Este Primero de Mayo se convierte en el dedo acusador de millones de desempleados, cientos de miles de familias sin prestación económica alguna, cientos de miles de empleados públicos despedidos, servicios públicos fuertemente deteriorados y, sobre todo, desafección política y desanimo ciudadano, y la desconfianza en las instituciones ante la peor situación después de seis años de crisis económica que ven con indignación que las políticas de ajuste no han afectado a los altos sueldos de asesores y responsables políticos, que se sigue manteniendo el mismo número de cargos políticos y asesores y el oscurantismo en la contratación de los cargos de confianza, que se sigue apretando el cinturón a las clases medias con altos impuestos, sin que se haga lo necesario para perseguir el altísimo nivel de fraude ni se haga prácticamente nada para que tributen más los que más tienen.

CSI-F considera que el diálogo social, el debate responsable y los acuerdos y pactos de partidos políticos, sindicatos y empresarios son instrumentos imprescindibles de nuestro sistema democrático que trasladen claramente a los ciudadanos la voluntad inequívoca de aunar esfuerzos dejando a un lado todo interés que no sea la prosperidad del país, la dignidad de los trabajadores, los derechos sociales y la igualdad de los ciudadanos.
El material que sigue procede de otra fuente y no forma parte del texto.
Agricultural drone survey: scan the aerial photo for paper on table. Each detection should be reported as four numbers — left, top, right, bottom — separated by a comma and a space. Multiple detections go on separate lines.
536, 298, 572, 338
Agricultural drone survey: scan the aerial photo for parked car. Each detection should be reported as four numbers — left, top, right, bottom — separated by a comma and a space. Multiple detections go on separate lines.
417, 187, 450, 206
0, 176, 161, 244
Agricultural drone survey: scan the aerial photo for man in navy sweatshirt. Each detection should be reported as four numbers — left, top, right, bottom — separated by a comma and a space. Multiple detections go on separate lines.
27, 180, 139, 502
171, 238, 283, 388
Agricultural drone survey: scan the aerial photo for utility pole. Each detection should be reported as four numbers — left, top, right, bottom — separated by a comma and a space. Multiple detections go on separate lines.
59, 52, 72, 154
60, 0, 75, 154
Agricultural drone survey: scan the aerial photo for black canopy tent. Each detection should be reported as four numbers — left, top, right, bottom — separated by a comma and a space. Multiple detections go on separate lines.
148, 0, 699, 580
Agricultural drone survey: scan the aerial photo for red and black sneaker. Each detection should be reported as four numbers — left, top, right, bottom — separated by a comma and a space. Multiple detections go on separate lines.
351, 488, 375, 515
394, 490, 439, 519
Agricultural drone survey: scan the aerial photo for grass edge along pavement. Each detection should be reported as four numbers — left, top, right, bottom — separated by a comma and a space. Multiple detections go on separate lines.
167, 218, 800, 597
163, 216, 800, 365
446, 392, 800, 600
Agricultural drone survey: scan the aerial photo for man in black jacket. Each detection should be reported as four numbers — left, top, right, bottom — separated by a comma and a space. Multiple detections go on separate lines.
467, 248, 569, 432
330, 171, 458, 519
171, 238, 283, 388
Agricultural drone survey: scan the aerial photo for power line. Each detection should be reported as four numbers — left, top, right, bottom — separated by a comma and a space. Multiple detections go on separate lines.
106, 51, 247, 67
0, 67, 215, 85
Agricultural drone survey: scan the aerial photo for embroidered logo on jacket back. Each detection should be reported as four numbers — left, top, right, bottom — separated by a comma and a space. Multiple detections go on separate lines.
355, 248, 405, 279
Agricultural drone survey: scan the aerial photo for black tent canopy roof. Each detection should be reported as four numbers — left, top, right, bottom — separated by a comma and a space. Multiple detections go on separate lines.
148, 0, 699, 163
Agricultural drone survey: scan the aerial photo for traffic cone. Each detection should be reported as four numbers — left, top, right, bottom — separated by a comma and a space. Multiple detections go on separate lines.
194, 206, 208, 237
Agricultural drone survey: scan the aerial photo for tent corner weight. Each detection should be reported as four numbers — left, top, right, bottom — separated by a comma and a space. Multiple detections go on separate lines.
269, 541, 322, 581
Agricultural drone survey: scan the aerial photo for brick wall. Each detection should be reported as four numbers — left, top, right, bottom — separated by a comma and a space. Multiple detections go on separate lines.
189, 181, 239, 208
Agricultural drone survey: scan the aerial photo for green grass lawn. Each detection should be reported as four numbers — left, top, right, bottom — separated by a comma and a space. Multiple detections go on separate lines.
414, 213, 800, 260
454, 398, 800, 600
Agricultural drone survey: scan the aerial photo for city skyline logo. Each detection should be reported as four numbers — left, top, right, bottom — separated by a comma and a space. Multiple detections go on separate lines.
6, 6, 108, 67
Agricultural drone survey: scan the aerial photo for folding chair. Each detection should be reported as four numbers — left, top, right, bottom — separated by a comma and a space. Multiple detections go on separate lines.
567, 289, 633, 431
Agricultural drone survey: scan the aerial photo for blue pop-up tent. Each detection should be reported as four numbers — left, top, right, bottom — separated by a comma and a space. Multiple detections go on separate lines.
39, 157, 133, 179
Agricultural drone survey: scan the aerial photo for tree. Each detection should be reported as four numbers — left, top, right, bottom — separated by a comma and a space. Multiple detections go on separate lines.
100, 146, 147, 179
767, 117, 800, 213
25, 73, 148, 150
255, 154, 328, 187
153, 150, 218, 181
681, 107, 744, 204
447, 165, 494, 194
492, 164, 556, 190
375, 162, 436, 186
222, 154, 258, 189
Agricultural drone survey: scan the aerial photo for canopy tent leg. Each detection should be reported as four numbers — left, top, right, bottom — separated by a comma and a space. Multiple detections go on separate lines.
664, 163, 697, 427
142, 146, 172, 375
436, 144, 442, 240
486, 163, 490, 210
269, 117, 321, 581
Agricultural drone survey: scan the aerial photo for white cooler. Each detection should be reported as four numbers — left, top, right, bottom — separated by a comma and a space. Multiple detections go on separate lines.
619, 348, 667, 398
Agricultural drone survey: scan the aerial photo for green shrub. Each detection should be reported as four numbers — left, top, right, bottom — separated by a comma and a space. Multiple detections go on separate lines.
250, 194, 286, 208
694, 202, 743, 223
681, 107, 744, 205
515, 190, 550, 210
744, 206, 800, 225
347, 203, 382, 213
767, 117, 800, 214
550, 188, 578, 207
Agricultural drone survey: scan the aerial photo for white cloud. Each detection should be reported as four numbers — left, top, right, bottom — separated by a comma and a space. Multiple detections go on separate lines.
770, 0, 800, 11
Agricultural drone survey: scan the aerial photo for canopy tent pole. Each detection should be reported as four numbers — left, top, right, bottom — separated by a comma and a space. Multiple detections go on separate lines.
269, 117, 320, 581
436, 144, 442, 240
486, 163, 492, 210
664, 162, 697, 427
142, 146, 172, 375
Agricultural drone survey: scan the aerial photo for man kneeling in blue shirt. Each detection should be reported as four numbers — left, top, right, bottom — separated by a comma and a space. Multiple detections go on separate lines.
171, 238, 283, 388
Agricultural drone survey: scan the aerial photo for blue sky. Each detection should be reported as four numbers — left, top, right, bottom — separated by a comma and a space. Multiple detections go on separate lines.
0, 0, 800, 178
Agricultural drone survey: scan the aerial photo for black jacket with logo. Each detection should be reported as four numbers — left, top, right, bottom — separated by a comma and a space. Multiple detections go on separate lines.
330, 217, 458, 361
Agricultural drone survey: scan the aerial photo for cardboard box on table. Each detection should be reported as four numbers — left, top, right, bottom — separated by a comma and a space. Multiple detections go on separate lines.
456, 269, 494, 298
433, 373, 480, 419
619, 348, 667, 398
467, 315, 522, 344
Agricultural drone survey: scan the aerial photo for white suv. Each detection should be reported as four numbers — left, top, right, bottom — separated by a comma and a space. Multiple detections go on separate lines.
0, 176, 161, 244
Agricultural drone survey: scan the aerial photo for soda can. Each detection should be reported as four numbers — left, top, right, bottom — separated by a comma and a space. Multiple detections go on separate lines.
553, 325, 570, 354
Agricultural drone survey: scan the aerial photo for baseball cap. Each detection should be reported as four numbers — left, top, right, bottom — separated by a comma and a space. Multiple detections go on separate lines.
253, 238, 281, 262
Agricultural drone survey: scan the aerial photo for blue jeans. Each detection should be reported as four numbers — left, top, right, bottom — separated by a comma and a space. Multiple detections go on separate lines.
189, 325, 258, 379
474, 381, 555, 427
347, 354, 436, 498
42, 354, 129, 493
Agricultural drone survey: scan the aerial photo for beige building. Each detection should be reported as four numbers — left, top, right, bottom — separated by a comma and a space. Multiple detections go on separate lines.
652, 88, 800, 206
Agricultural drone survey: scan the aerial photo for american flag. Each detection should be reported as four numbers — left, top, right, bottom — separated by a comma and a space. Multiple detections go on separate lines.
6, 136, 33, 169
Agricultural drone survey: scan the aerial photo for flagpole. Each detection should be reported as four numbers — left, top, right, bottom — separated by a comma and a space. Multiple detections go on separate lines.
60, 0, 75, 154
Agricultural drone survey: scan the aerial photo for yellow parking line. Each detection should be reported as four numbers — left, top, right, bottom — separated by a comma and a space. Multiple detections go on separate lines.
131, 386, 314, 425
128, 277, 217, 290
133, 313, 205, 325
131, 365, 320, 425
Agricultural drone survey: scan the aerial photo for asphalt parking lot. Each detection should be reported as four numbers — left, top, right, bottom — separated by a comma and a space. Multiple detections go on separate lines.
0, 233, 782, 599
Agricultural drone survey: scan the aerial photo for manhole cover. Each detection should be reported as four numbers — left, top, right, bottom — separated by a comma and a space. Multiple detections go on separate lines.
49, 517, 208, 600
CSI-F reivindica hoy el derecho de TODOS a un futuro digno, recuperando los derechos laborales devastados por normas jurídicas injustas, reparar los servicios públicos eliminados bajo excusa de insostenibilidad, restituir a los empleados públicos que nunca debieron ser suprimidos, paralizar de forma urgente la privatización de servicios públicos básicos para millones de ciudadanos y la recuperación de derechos sociales y laborales legalmente conseguidos y perdidos sin negociación.

CSI-F exige EMPLEO estable y de calidad como herramienta vital de prosperidad y riqueza, de dignidad personal, promoción profesional y social e igualdad de las personas.

CSI-F demanda firmemente unos SERVICIOS PÚBLICOS universales, gratuitos y de calidad que garanticen los derechos de igualdad y no discriminación a todos los ciudadanos, unos servicios públicos al margen de ideologías políticas y fluctuaciones especulativas de los mercados financieros.